It’s no secret that I’m a big fan of eating horse and in particular basashi or horsemeat sashimi.
For many years I have yearned to visit Kumamoto and dine on the fine equine delicacies of the area but my schedule has never allowed. Luckily I have stumbled across Bashunro, a specialist horsemeat restaurant that flies fresh horsemeat from the stables of Kumamoto on a daily basis.
For those of you wanting to know, horse meat is a little more gamy than beef but not as strong as wild-run venison. In Japan horses are specially bred for meat generally in small farms just like high-end wagyu.

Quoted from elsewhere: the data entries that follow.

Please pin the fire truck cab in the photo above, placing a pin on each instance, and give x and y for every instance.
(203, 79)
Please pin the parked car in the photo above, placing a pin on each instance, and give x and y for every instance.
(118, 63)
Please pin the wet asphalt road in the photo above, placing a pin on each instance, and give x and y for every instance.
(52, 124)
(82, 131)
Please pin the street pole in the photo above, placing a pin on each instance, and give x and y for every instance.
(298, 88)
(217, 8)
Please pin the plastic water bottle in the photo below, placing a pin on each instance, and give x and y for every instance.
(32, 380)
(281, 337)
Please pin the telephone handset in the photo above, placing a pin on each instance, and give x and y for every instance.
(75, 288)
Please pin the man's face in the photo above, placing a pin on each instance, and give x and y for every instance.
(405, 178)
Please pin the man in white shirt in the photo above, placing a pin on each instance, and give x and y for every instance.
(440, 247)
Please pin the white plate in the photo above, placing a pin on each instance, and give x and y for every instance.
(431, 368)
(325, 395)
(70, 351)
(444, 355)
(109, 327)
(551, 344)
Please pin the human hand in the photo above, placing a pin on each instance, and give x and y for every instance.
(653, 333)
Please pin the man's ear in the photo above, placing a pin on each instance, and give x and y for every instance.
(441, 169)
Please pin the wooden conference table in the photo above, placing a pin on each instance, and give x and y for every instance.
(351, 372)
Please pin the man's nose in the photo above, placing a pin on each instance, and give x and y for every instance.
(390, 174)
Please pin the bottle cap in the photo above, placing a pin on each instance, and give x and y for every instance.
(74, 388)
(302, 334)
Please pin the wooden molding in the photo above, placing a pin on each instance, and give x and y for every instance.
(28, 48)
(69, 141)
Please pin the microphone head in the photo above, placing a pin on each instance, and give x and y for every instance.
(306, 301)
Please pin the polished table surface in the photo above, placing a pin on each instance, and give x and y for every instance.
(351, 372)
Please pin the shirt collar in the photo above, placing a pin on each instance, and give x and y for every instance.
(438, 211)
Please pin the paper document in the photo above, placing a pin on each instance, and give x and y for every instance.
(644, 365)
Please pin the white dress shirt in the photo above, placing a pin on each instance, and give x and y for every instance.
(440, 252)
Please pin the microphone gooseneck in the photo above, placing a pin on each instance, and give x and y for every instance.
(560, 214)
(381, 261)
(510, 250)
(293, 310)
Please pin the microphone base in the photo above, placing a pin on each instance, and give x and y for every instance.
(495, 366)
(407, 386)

If you are REALLY curious, pony up for a plane ticket and giddy up to the nearest on-trend Izakaya.
Bashunro is in an upscale area of Osaka where private bars charge $500 a head just to get a seat.
Walking down the dark alleyway a two story backlit image of a stallion leaves no pretence of what lies inside.
I push aside the noren over the doorway happily humming the Mr Ed theme song… “A horse is a horse, is a maincourse of course…”
First course (of course) was a plate of Basashi. The platter included Futa-ego (belly), Toro (fatty belly), Tategami (mane), Jo bara (top belly) and harami (point end brisket). The white somewhat chewy parts of the mane were a challenging and fascinating texture. Although not as intensely marbled as the horsemeat I have tried from Nagano the flavour was delicious.
I love the poster we were given to show which cuts of horse we were eating. This is now my screensaver.
Next up was a steak tartar of the equine variety sliced skilfully with the chef’s yanagiba. A simple dish lightly seasoned with shoyu.
On the counter a thick stone was slowly heated for our Yakiniku course. The stone was seasoned with fatty mane, thin slices of horse shoulder “kurashita” and vegetables grilled at the table. The dipping sauce was a seasoned ira-zake (sake), very different but worked well.
Last course was hari hari nabe.
Hari hari nabe is a traditional spicy Kansai style nabe (hot-pot) served with Minke whale. It has been adapted in recent times to include horsemeat instead of whale but almost always includes maitake mushrooms and crunchy mizuna lettuce. We finished the nabe with a firmer style udon from Akita prefecture.
There was no tongue, heart, intestine or liver on the tasting menu but I guess you can’t always have everything you want.